Accepting the Pet You Have

< This article was originally published in Green Acres Kennel Shop Paw Prints, January 2005>

<Updated: 26NOV13>

Accept the dog you have, not the one you wish you had.” This quote, from a presentation entitled: Relationship: The heart of positive reinforcement training, by Leslie Nelson of Tails-U-Win! Canine Center in Manchester, CT, was for me, the highlight of the 2005 Association of Pet Dog Trainers educational conference. In twelve words, Leslie summed up the essential ingredient to having a happy relationship with your dog.

Sadly, I know many people often wish their dog was different. I’ve even been there myself. Countless times I have heard people say things like: “I wish he was more like my old dog,” “She’s so much noisier than the dog I had as kid,” “The breeder said he’s not supposed to be like this,” “The shelter said he wouldn’t run-off,” or “She’s certainly no Lassie.” These are clearly people who are unhappy about their pet. I suspect their pets are not very happy either.

What I call the dreaded “Lassie Myth” is a major reason for many peoples unhappiness. When people compare their personal dog to some “ideal” dog in their mind, they are inevitably disappointed. It is important to remember that the Lassie books, movies and TV shows were all works of fiction. Rin Tin Tin, Eddie, and Wishbone are also fictional characters, not representative of real dogs. Sadly, the mass media frequently sets us up for disappointment by showing us dogs that act more like furry versions of perfect people. When was the last time you saw a perfect person?

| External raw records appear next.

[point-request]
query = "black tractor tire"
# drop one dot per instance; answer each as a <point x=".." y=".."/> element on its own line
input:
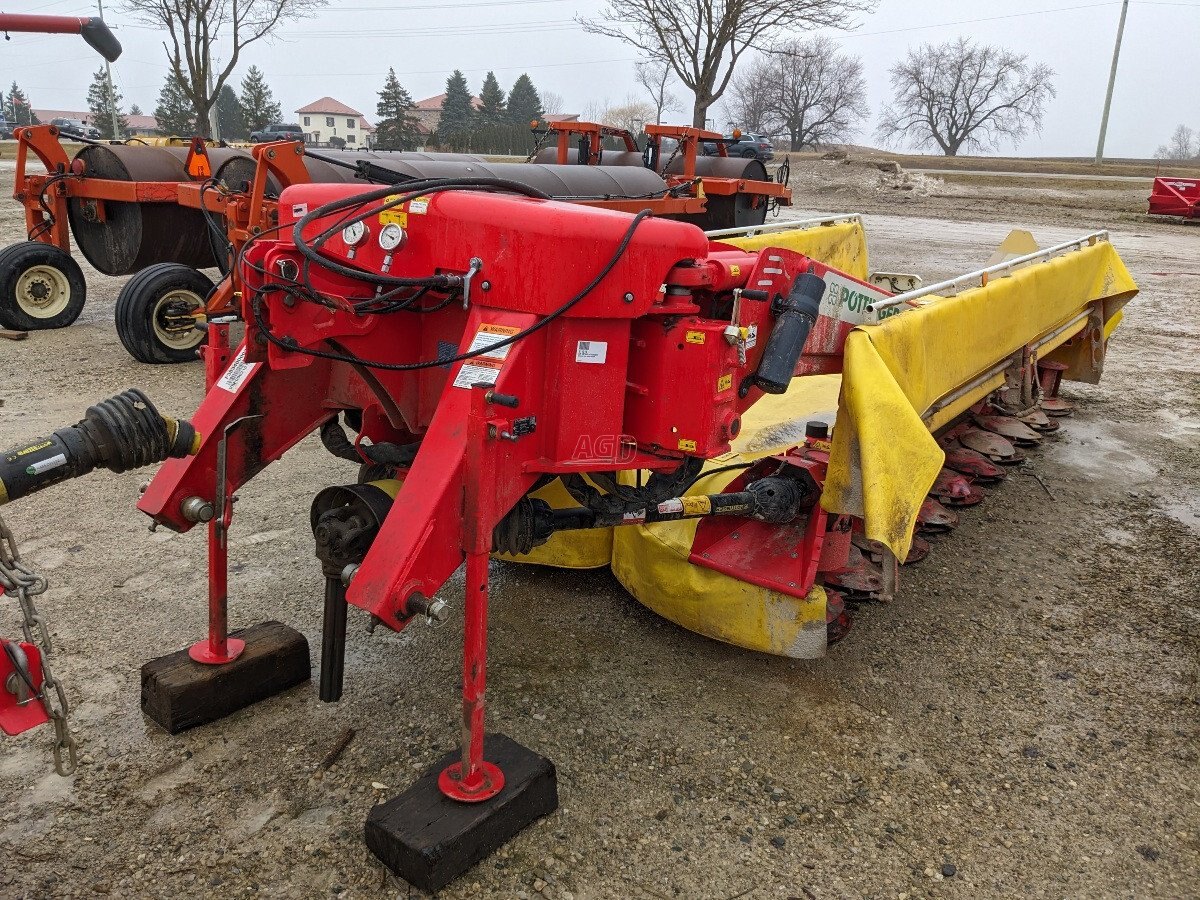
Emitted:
<point x="731" y="211"/>
<point x="150" y="312"/>
<point x="41" y="287"/>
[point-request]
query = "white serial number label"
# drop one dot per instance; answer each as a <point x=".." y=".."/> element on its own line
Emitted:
<point x="238" y="372"/>
<point x="592" y="352"/>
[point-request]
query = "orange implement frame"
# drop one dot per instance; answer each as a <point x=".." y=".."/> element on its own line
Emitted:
<point x="588" y="138"/>
<point x="246" y="214"/>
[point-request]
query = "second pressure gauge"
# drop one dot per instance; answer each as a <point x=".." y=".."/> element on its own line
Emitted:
<point x="391" y="237"/>
<point x="354" y="233"/>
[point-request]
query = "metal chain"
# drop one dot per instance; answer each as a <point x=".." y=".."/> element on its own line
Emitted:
<point x="18" y="580"/>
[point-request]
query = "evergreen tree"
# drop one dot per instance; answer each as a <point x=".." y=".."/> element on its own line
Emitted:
<point x="102" y="103"/>
<point x="491" y="102"/>
<point x="397" y="126"/>
<point x="231" y="115"/>
<point x="175" y="113"/>
<point x="258" y="105"/>
<point x="17" y="109"/>
<point x="525" y="105"/>
<point x="457" y="109"/>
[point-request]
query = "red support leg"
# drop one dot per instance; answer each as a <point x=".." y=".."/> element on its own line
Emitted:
<point x="219" y="648"/>
<point x="474" y="779"/>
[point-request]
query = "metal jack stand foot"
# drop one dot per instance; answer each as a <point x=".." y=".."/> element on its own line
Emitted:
<point x="225" y="672"/>
<point x="429" y="839"/>
<point x="467" y="805"/>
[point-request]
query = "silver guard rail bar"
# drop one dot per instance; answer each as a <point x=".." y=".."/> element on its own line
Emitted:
<point x="982" y="276"/>
<point x="799" y="223"/>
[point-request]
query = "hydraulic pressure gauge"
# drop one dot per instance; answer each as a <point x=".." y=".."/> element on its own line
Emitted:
<point x="391" y="237"/>
<point x="354" y="233"/>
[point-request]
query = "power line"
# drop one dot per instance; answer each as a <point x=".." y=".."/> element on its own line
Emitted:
<point x="972" y="22"/>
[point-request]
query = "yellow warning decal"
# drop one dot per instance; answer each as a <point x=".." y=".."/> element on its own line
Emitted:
<point x="33" y="449"/>
<point x="395" y="215"/>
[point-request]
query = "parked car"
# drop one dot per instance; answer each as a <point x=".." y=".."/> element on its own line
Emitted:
<point x="76" y="127"/>
<point x="753" y="147"/>
<point x="276" y="132"/>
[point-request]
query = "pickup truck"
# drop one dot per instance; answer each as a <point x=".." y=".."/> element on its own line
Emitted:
<point x="276" y="132"/>
<point x="76" y="129"/>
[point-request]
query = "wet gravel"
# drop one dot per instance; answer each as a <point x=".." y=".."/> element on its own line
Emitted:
<point x="1023" y="720"/>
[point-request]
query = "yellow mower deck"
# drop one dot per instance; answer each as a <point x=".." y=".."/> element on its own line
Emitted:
<point x="903" y="379"/>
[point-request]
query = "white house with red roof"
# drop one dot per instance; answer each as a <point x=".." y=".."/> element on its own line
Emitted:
<point x="429" y="113"/>
<point x="327" y="118"/>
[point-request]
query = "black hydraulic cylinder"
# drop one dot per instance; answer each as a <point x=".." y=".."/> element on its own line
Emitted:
<point x="120" y="433"/>
<point x="333" y="641"/>
<point x="795" y="317"/>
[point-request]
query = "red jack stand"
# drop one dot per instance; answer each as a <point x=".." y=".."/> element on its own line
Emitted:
<point x="225" y="672"/>
<point x="466" y="808"/>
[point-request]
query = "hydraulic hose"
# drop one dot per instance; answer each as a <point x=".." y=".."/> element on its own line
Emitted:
<point x="120" y="433"/>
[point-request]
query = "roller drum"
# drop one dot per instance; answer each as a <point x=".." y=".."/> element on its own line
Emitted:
<point x="133" y="235"/>
<point x="562" y="181"/>
<point x="549" y="156"/>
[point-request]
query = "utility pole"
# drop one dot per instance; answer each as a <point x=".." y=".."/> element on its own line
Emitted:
<point x="108" y="82"/>
<point x="1113" y="79"/>
<point x="214" y="113"/>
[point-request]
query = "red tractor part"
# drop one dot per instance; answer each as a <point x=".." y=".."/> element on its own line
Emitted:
<point x="1176" y="197"/>
<point x="94" y="30"/>
<point x="474" y="342"/>
<point x="714" y="192"/>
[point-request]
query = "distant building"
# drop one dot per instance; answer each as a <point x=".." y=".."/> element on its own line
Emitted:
<point x="327" y="118"/>
<point x="138" y="125"/>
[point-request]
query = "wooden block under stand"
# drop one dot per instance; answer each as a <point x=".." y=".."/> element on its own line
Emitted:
<point x="179" y="693"/>
<point x="430" y="840"/>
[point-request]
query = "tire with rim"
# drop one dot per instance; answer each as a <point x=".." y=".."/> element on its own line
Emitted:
<point x="41" y="287"/>
<point x="156" y="311"/>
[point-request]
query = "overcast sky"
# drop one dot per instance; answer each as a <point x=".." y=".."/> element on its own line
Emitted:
<point x="346" y="51"/>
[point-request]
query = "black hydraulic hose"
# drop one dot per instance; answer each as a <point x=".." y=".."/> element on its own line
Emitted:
<point x="287" y="345"/>
<point x="361" y="199"/>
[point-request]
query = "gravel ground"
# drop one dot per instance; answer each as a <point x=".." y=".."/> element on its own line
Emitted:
<point x="1023" y="720"/>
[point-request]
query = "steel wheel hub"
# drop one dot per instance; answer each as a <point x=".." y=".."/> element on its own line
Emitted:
<point x="43" y="292"/>
<point x="174" y="319"/>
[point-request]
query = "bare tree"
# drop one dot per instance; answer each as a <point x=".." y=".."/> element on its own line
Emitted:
<point x="631" y="115"/>
<point x="654" y="76"/>
<point x="749" y="101"/>
<point x="820" y="93"/>
<point x="1182" y="145"/>
<point x="964" y="95"/>
<point x="192" y="28"/>
<point x="703" y="40"/>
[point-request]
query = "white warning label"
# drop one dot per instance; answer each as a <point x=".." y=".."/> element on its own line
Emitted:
<point x="485" y="369"/>
<point x="238" y="372"/>
<point x="592" y="352"/>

Our own egos can also create unhappiness in our relationship. I know I have been guilty of wishing for something my dog was not. Gus, our late Cairn Terrier, was the first dog I trained. As a new trainer I wanted him to be a perfect obedience dog so that I could use him for demonstrations and to “show off” my skills. However, he was a Cairn Terrier, a breed not exactly known for winning obedience competitions.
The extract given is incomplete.